If you’re single, it doesn’t take much to be wealthier than 40% of your peers, as Are You Rich? (to the right) shows. Since many unattached people tend not to purchase a home on their own, a net worth of $73,676 puts you squarely in the middle class. A middle-class married couple, on the other hand, has an average net worth of $427,271—slightly more than the average home price in Canada.

Once again, though, a closer look at net worth by region and city provides a far more telling picture. While the national average household net worth sits at $442,130 (see What’s the Source of Your Net Worth on page 55), it’s actually as low as $196,240 in New Brunswick and as high as $591,047 in B.C. As Being Rich is Relative (to the right) shows, net worth quintiles for these two provinces reveal even more disparity: middle-class net worth in B.C. ($444,096) exceeds the highest-tiered net worth in New Brunswick ($421,661).

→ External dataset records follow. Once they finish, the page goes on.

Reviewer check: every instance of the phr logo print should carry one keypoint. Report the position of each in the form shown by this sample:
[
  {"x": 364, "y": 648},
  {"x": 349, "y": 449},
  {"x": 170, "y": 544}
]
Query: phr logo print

It’s also interesting to note that the territories, while full of big earners, have much more meagre levels of net worth.

Are you rich?

You might be earning the big bucks, but income alone doesn’t make you wealthy. Your net worth is the best measure of overall wealth. It takes into account everything you own (real estate, pensions, RRSPs and other investments) minus everything you owe. When it comes to wealth, not surprisingly, families have the edge over individuals. The collective net worth of the lowest 40% of individuals wouldn’t match the poorest 20% of families.